Would also consider Sportful Total Comfort and the Sugoi rse bib shorts.


----------



## DaveG (Feb 4, 2004)

Troy G said:


> Would also consider Sportful Total Comfort and the Sugoi rse bib shorts.


I coincidentally just ordered a pair of the Sportful TC bibs yesterday. Hope to have them by the weekend and post a quick review. I am always searching for the Holy Grail of bibs


----------



## Shuffleman (Sep 4, 2013)

Troy G said:


> Would also consider Sportful Total Comfort and the Sugoi rse bib shorts.


I have never liked bibs and only wear shorts. I never heard of Sportful before. I just checked out their shorts and Wiggle had a pair for $69. I just ordered a pair of Assos but I may order the Sportful Giro from Wiggle as well. For that price, it is worth taking a stab.
As for bibs, I just do not like the feel of them. I hate wearing any jewelry or watches as they feel restricting to me. Bibs are the same way. It may not be logical but I just do not like them. Shorts have always been fine.
Thanks for pointing those out though.


----------



## Troy G (Sep 30, 2013)

Wasn't sure if you just meant shorts or bibs.
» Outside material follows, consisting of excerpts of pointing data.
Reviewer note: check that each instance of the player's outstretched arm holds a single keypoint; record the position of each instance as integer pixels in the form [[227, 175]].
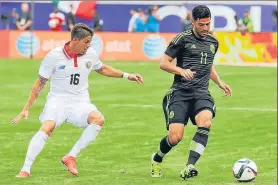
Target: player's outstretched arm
[[215, 77], [112, 72], [36, 90], [165, 64]]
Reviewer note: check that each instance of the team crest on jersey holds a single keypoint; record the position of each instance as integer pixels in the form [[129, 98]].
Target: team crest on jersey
[[88, 64], [212, 48]]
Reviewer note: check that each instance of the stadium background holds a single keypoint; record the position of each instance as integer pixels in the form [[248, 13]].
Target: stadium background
[[245, 125]]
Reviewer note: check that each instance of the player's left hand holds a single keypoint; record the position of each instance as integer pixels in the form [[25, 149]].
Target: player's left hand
[[22, 114], [136, 77], [226, 88]]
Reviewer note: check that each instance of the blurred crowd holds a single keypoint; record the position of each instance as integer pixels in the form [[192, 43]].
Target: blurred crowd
[[144, 21], [23, 19], [140, 20]]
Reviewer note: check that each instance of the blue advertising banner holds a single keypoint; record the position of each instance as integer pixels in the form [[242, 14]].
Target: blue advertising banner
[[116, 16]]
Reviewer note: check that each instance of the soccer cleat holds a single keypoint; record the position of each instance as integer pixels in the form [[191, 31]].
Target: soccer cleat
[[70, 163], [23, 174], [156, 168], [188, 172]]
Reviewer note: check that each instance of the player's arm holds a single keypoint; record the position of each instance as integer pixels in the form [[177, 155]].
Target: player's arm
[[35, 91], [171, 52], [109, 71], [45, 72], [215, 77]]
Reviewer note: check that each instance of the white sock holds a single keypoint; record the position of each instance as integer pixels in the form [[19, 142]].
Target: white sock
[[35, 147], [87, 137]]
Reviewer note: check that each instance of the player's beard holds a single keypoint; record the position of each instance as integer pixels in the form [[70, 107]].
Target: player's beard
[[204, 34]]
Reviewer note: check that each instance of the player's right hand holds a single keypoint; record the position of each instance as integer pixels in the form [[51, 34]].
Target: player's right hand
[[187, 74], [22, 114]]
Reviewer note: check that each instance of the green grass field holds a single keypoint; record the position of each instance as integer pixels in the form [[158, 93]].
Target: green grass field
[[245, 126]]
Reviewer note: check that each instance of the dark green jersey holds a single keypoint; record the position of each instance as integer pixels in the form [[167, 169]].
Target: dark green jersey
[[195, 54]]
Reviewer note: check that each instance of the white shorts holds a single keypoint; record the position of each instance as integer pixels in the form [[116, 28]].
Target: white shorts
[[67, 110]]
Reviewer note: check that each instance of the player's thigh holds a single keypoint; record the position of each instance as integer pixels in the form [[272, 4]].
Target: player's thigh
[[80, 113], [54, 110], [203, 111], [175, 111]]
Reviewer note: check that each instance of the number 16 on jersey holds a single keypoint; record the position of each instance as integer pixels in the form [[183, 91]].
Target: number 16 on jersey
[[74, 79]]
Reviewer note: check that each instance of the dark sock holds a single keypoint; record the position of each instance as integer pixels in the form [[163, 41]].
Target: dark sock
[[198, 145], [164, 147]]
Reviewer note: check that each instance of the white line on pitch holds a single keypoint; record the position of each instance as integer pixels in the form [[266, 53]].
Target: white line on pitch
[[217, 108]]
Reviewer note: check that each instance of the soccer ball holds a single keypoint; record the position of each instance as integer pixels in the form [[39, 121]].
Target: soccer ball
[[245, 170]]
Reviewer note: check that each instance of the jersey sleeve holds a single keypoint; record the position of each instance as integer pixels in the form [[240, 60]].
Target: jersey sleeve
[[47, 66], [175, 46], [97, 64]]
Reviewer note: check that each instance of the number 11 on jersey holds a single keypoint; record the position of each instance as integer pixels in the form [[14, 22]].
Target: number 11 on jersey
[[204, 56]]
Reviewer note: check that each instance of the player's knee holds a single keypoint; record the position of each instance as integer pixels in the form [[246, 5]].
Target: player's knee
[[204, 121], [175, 137], [48, 127], [96, 118]]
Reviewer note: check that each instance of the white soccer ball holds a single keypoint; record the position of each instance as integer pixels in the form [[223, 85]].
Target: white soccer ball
[[52, 23], [245, 170]]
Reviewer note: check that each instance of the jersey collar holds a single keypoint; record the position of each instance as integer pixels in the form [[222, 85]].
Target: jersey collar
[[68, 54]]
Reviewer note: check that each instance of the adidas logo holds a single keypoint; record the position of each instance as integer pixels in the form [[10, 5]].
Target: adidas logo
[[193, 46]]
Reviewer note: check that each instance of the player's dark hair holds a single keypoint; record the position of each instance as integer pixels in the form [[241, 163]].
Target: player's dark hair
[[81, 31], [200, 12]]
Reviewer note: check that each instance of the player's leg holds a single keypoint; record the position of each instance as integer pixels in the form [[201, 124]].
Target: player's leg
[[203, 113], [86, 116], [176, 117], [36, 145], [51, 117]]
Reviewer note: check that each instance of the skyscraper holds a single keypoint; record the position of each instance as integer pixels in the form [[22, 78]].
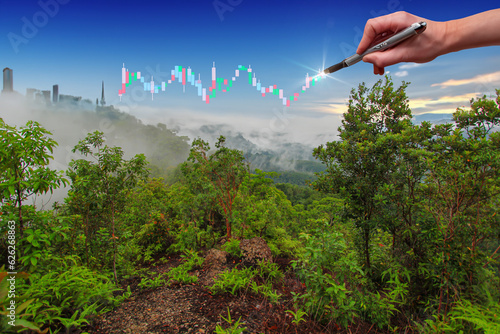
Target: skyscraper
[[46, 96], [8, 81], [55, 93], [103, 101]]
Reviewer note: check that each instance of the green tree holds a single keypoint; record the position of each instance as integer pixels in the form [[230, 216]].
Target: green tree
[[97, 185], [462, 187], [217, 176], [25, 154], [360, 163]]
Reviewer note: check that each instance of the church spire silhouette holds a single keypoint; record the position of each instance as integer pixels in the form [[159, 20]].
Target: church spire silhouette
[[103, 100]]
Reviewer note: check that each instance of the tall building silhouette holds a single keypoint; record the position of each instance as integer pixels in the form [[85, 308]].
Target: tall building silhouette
[[55, 93], [46, 96], [103, 101], [8, 81]]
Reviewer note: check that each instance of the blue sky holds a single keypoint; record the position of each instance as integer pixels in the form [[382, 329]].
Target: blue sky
[[77, 44]]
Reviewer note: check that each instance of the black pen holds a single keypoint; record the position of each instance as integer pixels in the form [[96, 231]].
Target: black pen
[[414, 29]]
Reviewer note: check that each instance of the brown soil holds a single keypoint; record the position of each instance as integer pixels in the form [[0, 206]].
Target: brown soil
[[191, 308]]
I like the Sugoi chamois and they make a short.


----------



## Shuffleman (Sep 4, 2013)

Troy G said:


> Wasn't sure if you just meant shorts or bibs. I like the Sugoi chamois and they make a short.


No big deal. I have heard good things about Suigi before. Your post reminded me to try them so I purchased a pair from Wiggle. $69 and free shipping seemed like a good price to try those for.


----------



## Drew Eckhardt (Nov 11, 2009)

Shuffleman said:


> I was leaning towards the following:
> Voler Black Label 2015
> 
> My rides are typically between 40-80 miles with the occasional 100 mile ride. Rarely under 40 miles. I am 6'02 185 lbs.
> Thanks for the advice, which I realize is subjective.


The Volers using Elastic Interface Technology Comp HP chamois with high density 120kg/m^3 foam beneath the sit bones are the first modern shorts I've worn with comfort comparable to synthetic leather without padding - it's resilient enough you don't sink and put pressure on your soft tissues as with other diaper shorts up to the same price point.









They're a tight compression fit - size small shorts made for a 29-31" waist are snug below my navel where I'm 27" around. This feels great riding but a bit strange at first. The wide grippers are comfortable but aren't abrasion resistant.

Assos also uses EIT pads, albeit a different model with unspecified density.

One of my cow-orkers has a pair of bibs with the EIT Comp HP chamois; although that's not what goes in the less expensive Fondo short.


----------



## Srode (Aug 19, 2012)

From your choices list, I have a couple PI Elites and they are fine for shorter rides for me, but their Pro shorts have a much nicer chamois - worth the extra money IMHO in the PI brand. If you were interested in bibs I would suggest the Gore Xenon and a few of the Assos, but since you want shorts the only thing I have experience with is PI.


----------



## NJBiker72 (Jul 9, 2011)

I have used all of the brands you mention other than Assos. 

Out of them, Voler are my favorites with Aero tech the best bang for the buck. 

Overall favorites are Giordana for shorts/bibs and Biemme for jerseys.


----------



## looigi (Nov 24, 2010)

I really like the Performance Ultras too.


----------